A veces, hacemos cosas con las que pretendemos cambiar ( para bien ) nuestras vidas, como puede ser un cambio de trabajo, un cambio de casa o un cambio de ciudad por amor...
Todas ellas por supuesto, son por voluntad propia y haciéndolo con la mayor dedicación e ilusión posible, queriendo mimar cada detalle para que todo sea perfecto.
Pero a veces no todo sale como queremos o imaginamos:
El trabajo puede ser mas duro de lo esperado.
Esa maravillosa casa, puede tener goteras indeseables o humedades.
O tu pareja al llegar, puede decidir de forma unilateral que es el momento de no seguir.

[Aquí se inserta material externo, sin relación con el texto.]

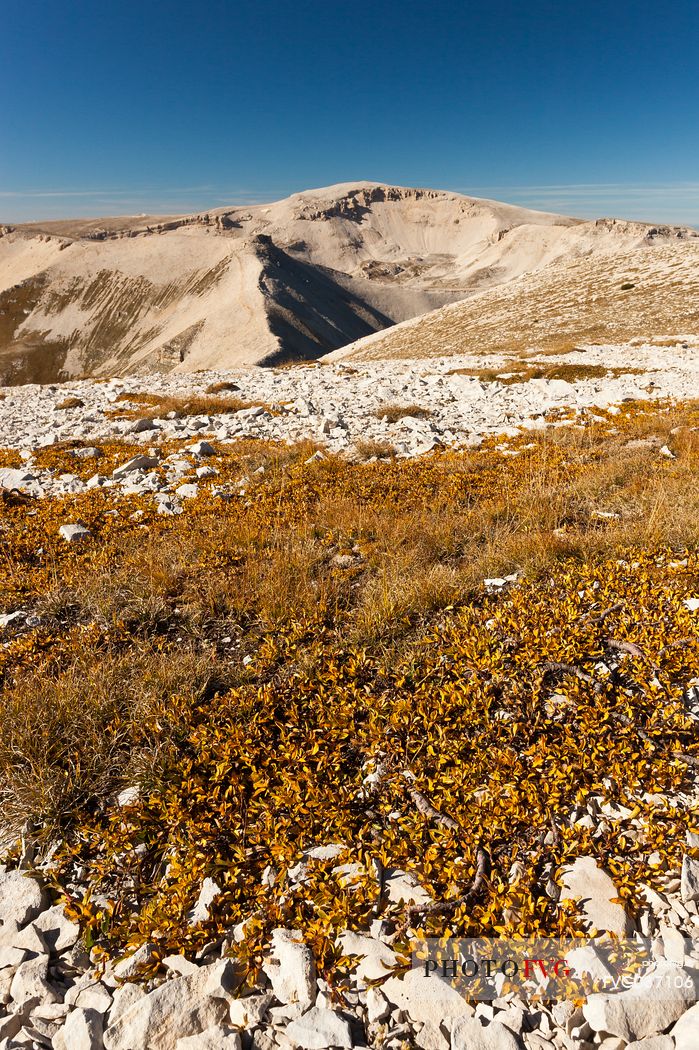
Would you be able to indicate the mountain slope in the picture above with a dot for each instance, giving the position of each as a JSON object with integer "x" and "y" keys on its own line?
{"x": 289, "y": 280}
{"x": 607, "y": 297}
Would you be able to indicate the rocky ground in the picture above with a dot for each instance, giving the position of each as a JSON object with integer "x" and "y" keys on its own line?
{"x": 341, "y": 405}
{"x": 56, "y": 991}
{"x": 54, "y": 995}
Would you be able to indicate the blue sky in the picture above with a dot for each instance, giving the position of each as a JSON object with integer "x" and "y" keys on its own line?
{"x": 587, "y": 108}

Cuando esto pasa, el mundo se nos viene encima, las ilusiones caen al suelo y sentimos que algo mucho más grande que nosotros nos las pisa hasta tal punto de hacernos añicos, tanto interior como exteriormente. Nos sentimos desubicados, confusos y preguntándonos si elegimos la opción acertada.
Claro está, eso es solamente al principio, el tiempo de duelo que cada uno necesite para darnos cuenta de lo fuerte que realmente somos y de que se nos ha cerrado una puerta en las narices haciéndonos daños pero... Cuando miras a tu alrededor ves que hay cientos de ventanas esperando ser saltadas y que todas ellas te van ayudando a avanzar en tu interior, a librar una o varias batallas diarias de las cuales vas saliendo reforzado y victorioso.
Y es ahi donde después de tanto daño recibido, te vas dando cuenta de que todo pasa por algo, tal vez en el momento que sucede no lo entiendes y quedas confuso, incluso lamentándote de haber tomado esa decisión, pero esa, es la mejor decisión que podías haber tomado, la que te hace crecer, madurar y sacar fuerzas que ni tu mismo sabías que tenías.
Así que, porqué no...
Sin rencores, y gracias por sacar lo mejor de mí.